Deux ans après que l’émission télévisée « Volt » de la VRT ait dénoncé le problème, une enquête interne menée par Federgon, la fédération du secteur, révèle que près d’un tiers des agences d’intérim pratiquent encore toujours de la discrimination à l’encontre de candidats étrangers, à la demande de leurs clients. L’information est rapportée par plusieurs quotidiens flamands ce lundi.

En 2010, le reportage réalisé avec une caméra cachée (photo) pour l’émission « Volt » (VRT) avait démontré que 6 agences d’intérim sur 8 avaient accepté la requête de leurs clients de recruter des candidats exclusivement blancs. L’agence Adecco avait ainsi été condamnée en 2011 pour avoir établi une liste d’entreprises qui ne voulaient engager que des Belges.

Ce ne sont pas que les candidats étrangers ou non-blancs qui sont discriminés, mais une discrimination liée à l’âge semblait également être pratiquée régulièrement.

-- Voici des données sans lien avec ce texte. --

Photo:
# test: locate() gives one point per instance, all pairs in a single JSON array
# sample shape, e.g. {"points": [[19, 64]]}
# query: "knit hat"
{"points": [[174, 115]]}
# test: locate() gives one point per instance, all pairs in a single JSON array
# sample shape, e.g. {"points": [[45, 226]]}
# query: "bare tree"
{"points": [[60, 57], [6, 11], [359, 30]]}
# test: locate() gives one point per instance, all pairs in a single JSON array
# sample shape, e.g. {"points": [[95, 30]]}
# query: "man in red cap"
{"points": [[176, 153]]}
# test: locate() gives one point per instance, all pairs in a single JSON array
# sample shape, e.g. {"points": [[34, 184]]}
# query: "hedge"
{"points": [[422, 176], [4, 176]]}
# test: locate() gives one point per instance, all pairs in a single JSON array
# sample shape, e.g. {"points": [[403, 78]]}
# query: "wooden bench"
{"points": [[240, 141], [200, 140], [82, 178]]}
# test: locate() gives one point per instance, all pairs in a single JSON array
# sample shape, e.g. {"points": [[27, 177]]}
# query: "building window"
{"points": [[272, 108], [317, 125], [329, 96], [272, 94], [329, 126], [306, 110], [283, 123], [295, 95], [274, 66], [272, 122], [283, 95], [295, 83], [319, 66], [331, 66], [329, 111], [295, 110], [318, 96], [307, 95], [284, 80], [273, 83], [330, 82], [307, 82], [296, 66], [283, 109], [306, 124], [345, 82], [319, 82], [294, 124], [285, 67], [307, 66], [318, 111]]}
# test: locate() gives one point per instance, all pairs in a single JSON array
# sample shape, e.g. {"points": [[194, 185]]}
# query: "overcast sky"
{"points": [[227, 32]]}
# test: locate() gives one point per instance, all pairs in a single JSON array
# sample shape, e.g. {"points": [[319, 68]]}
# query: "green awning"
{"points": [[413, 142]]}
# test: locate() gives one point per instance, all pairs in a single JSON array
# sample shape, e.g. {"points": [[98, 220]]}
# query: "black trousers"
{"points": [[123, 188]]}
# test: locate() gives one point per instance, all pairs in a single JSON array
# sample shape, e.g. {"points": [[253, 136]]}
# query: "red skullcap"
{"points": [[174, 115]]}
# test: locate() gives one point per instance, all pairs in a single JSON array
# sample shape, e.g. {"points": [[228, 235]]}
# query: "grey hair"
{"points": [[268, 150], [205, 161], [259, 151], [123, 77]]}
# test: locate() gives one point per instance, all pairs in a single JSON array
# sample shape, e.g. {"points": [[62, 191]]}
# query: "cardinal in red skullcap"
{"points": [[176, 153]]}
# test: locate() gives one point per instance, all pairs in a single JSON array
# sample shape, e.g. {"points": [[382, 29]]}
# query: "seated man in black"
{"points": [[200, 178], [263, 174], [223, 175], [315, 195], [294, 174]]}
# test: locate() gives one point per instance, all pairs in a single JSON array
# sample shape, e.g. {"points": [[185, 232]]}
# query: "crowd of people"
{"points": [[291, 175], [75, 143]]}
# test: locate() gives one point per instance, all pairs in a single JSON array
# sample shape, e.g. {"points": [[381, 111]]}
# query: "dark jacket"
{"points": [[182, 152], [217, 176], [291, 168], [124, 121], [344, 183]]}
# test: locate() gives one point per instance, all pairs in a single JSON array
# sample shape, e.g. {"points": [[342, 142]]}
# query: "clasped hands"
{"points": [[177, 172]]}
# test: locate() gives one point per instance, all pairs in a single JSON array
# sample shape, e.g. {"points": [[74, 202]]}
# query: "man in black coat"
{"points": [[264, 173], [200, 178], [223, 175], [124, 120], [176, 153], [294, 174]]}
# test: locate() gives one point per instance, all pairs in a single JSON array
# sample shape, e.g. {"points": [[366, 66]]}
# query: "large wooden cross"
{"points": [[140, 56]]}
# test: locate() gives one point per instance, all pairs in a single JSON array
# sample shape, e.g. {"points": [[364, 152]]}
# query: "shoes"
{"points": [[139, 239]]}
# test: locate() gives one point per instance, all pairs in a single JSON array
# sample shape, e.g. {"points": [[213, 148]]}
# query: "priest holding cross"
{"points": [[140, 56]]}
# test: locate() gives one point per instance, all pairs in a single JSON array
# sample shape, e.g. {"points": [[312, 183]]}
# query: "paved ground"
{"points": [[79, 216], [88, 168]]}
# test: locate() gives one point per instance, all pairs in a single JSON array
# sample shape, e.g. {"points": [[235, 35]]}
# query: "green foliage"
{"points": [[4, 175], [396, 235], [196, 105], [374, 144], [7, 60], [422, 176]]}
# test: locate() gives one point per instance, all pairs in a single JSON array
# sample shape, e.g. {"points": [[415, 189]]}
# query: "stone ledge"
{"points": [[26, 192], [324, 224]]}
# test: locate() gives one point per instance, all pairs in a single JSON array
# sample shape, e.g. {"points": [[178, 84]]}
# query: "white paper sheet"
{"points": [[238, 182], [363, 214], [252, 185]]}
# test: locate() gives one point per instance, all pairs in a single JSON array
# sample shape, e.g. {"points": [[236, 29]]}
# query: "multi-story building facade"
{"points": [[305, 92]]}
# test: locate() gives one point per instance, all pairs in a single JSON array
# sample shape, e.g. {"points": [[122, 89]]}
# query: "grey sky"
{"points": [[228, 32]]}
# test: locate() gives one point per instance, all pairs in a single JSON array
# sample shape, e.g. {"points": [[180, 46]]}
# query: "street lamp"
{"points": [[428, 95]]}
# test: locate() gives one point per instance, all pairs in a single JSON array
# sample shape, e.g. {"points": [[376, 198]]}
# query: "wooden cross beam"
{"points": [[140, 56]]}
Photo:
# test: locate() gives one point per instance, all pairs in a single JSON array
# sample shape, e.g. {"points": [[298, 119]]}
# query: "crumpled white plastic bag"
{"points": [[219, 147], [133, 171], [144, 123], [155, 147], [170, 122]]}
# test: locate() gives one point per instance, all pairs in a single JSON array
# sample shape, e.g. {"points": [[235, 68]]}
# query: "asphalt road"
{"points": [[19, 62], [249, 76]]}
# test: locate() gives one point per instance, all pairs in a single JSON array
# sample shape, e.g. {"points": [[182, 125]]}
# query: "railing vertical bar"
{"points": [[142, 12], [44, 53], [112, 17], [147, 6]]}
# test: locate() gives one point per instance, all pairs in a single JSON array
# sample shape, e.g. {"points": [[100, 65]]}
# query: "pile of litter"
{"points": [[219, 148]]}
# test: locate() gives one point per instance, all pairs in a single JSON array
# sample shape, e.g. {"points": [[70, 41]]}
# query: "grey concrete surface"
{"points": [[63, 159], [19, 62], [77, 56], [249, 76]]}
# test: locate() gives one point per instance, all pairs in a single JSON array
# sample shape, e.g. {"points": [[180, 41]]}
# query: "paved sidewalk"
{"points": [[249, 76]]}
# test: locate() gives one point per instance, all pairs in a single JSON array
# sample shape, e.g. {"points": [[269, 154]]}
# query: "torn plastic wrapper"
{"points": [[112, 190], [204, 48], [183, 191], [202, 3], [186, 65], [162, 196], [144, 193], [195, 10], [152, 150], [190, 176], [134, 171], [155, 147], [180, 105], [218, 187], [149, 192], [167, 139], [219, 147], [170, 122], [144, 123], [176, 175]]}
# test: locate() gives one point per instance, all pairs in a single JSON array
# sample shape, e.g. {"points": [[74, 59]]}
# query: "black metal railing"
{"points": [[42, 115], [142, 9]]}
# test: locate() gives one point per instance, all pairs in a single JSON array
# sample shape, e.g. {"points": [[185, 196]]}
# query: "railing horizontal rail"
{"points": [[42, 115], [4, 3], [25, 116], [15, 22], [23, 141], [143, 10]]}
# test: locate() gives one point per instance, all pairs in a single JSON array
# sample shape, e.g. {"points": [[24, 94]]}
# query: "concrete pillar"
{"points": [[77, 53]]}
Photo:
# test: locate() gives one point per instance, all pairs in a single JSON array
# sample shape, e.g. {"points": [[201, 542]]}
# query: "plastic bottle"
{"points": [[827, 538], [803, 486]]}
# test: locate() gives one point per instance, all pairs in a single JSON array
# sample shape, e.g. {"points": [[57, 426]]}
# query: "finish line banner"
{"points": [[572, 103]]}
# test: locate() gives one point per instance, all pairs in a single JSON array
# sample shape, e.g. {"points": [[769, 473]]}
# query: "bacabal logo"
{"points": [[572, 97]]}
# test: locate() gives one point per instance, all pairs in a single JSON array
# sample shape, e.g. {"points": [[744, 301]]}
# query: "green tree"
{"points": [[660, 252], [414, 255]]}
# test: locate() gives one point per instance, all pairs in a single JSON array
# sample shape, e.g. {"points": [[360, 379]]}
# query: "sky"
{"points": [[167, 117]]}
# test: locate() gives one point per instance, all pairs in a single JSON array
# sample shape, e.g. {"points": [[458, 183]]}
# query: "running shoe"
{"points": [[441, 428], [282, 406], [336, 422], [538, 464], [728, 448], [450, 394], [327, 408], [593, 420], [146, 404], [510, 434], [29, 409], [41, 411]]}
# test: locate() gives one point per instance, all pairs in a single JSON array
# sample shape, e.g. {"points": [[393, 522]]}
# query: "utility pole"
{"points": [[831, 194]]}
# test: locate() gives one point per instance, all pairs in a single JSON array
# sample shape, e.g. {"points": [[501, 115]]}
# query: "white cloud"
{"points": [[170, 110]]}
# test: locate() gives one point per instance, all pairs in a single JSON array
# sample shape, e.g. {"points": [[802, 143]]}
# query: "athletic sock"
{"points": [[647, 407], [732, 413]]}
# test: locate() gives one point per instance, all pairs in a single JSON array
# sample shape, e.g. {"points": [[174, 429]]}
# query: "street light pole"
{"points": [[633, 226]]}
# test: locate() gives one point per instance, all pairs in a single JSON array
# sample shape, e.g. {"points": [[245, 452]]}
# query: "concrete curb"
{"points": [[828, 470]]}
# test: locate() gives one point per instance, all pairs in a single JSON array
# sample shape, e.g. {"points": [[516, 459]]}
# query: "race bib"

La fédération du secteur, Federgon, vient de mener elle-même des contrôles anonymes, pour tenter de corriger cette image négative. Selon les premiers contrôles effectués, 28% des agences analysées étaient encore en faute. D’après le directeur de Federgon, Herwig Muyldermans, la situation pourrait être meilleure, mais il y a des améliorations.

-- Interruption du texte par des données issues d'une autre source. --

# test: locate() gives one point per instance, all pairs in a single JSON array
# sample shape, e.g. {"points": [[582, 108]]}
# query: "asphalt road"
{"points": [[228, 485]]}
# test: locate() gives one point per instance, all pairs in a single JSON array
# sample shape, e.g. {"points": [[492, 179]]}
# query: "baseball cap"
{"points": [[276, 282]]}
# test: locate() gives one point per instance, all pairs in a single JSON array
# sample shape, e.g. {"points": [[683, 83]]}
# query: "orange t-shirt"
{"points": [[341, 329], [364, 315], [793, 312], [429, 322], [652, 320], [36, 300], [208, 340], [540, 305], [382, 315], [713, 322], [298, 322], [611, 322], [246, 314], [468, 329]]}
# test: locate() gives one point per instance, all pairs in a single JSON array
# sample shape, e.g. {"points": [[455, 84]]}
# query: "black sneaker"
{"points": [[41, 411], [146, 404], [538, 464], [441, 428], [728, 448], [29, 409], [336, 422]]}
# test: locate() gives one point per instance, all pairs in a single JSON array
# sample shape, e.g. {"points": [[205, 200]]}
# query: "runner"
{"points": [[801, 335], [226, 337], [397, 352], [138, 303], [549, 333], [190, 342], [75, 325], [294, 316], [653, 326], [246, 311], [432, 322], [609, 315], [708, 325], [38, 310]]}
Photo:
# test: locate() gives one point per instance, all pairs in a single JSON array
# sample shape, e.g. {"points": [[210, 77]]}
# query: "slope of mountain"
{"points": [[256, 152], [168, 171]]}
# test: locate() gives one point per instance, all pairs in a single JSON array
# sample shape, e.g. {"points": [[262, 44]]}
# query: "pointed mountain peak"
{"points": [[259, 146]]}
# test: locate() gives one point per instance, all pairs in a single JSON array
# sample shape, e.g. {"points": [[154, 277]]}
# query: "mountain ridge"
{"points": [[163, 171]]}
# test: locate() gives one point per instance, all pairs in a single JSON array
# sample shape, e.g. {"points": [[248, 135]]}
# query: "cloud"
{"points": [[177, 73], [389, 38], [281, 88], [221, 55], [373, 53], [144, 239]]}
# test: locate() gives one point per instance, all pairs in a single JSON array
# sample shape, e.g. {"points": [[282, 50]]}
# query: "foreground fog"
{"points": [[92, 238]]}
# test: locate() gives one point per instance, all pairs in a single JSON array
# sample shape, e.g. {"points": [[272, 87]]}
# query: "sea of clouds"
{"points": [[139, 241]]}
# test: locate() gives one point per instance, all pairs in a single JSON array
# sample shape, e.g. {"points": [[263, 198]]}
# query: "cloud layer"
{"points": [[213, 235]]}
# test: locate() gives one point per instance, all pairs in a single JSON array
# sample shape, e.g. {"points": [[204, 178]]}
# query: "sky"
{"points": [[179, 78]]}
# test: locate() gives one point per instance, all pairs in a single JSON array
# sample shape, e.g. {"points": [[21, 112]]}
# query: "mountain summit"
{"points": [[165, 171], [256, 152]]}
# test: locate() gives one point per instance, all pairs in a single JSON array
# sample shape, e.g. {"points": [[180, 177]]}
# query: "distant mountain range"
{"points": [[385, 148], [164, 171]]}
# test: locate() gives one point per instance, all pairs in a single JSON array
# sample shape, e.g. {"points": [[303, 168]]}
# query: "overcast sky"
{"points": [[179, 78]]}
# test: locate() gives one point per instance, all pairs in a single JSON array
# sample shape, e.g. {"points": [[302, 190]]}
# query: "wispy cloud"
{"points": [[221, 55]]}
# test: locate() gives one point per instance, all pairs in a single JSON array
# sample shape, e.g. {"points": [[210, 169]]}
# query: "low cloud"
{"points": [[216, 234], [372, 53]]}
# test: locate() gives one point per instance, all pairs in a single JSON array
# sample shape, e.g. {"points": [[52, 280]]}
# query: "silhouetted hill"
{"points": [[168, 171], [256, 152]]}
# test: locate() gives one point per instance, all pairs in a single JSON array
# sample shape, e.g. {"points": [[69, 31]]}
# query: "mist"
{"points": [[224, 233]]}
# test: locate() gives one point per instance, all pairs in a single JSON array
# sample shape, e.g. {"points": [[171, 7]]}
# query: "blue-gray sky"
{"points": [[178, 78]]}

Les grandes et moyennes entreprises ont amélioré leur résultat, avec des baisses respectives de la discrimination de 6 à 4% et de 33 à 27%. Les petites entreprises accusent par contre une augmentation de 35 à 40% des cas de discrimination. Les entreprises en faute doivent élaborer un plan d’action. Si des pratiques discriminatoires étaient encore constatées lors d’un troisième contrôle au sein d’une société, celle-ci risquerait de perdre son label de qualité octroyé par Federgon.